The three-dimensional structure of the BphC enzyme, which is a member of the extradiol-type catechol ring cleavage dioxygenases, was determined using a crystallographic technique at 1.8 Angstrom resolution. The crystal structure of the BphC enzyme complexed with its substrate, 2,3-dihydroxybiphenyl (2,3-DHBP), was also determined.

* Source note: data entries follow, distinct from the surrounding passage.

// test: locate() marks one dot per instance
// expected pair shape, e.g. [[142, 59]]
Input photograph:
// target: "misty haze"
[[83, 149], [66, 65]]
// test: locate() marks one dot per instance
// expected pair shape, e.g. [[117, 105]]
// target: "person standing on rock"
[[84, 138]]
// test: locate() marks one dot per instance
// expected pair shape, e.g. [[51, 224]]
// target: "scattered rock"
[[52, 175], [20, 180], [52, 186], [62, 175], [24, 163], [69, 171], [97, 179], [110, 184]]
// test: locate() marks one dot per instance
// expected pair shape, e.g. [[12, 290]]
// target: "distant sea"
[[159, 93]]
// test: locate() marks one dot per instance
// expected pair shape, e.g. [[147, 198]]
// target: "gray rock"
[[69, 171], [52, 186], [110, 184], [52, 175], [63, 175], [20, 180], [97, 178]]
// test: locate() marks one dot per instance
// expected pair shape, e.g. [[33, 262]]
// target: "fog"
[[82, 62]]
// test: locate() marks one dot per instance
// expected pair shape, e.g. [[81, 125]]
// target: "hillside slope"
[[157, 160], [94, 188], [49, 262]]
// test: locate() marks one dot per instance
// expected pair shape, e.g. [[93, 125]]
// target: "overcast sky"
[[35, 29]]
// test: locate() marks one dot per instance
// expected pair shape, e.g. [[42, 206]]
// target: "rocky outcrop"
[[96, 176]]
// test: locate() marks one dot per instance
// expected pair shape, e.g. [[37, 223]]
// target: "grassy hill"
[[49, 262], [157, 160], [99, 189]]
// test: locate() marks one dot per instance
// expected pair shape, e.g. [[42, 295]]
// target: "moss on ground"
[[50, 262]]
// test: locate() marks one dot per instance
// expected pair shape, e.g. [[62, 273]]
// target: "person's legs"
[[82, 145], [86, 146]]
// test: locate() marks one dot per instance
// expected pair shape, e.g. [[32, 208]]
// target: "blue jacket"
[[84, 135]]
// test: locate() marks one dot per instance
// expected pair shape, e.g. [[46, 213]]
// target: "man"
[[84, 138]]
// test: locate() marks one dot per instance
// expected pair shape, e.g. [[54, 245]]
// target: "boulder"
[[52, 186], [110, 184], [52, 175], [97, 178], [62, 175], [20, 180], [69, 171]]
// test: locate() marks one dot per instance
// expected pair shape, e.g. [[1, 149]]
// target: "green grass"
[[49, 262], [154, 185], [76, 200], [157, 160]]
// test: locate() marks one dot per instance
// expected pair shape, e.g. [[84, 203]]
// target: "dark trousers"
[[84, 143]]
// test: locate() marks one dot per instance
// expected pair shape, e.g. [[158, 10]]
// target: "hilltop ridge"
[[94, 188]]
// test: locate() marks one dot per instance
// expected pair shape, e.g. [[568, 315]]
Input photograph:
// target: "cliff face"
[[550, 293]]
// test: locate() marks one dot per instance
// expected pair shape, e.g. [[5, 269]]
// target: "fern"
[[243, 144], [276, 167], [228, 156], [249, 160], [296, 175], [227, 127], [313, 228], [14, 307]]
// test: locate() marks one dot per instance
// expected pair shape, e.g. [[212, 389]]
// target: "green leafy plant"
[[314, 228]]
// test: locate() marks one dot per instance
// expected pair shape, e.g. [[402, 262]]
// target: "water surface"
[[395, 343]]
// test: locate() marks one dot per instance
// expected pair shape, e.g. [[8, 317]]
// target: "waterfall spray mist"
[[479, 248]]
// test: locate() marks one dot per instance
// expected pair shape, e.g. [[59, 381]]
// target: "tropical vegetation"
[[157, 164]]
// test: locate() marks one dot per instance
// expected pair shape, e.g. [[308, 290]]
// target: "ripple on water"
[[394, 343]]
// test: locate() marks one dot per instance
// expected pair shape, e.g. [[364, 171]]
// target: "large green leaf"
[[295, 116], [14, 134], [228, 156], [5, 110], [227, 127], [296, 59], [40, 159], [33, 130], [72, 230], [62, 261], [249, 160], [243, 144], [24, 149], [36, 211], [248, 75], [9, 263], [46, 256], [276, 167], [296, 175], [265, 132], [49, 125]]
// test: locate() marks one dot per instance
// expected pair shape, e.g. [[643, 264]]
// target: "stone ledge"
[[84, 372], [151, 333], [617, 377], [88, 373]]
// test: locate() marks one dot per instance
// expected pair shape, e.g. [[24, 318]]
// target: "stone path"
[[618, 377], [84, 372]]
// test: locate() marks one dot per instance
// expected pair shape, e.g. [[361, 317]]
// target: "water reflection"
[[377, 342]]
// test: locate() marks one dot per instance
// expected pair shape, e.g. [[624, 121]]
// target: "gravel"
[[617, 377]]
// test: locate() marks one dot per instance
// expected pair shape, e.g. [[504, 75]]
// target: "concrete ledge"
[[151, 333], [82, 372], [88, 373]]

It was revealed that (1) the active site is located inside the barrel-like structure of domain 2 of each subunit, and (2) the Fe ion in the active site coordinates His-145, His-209, and Glu-260. To gain further insight into the reaction mechanism of this enzyme, we have prepared more than 30 mutant proteins and carried out their biochemical and crystallographic analyses. These studies have revealed that (1) the shape of the substrate-binding pocket and its hydrophobic character are important for determining substrate specificity, (2) the shape and location of the putative "oxygen-binding cavity" are consistent with the reaction mechanism previously proposed based on spectroscopic studies on closely related enzymes, and (3) His-194 is indispensable for the enzymatic reaction, most probably playing the role of a proton acceptor whose existence has been suggested by previous spectroscopic studies.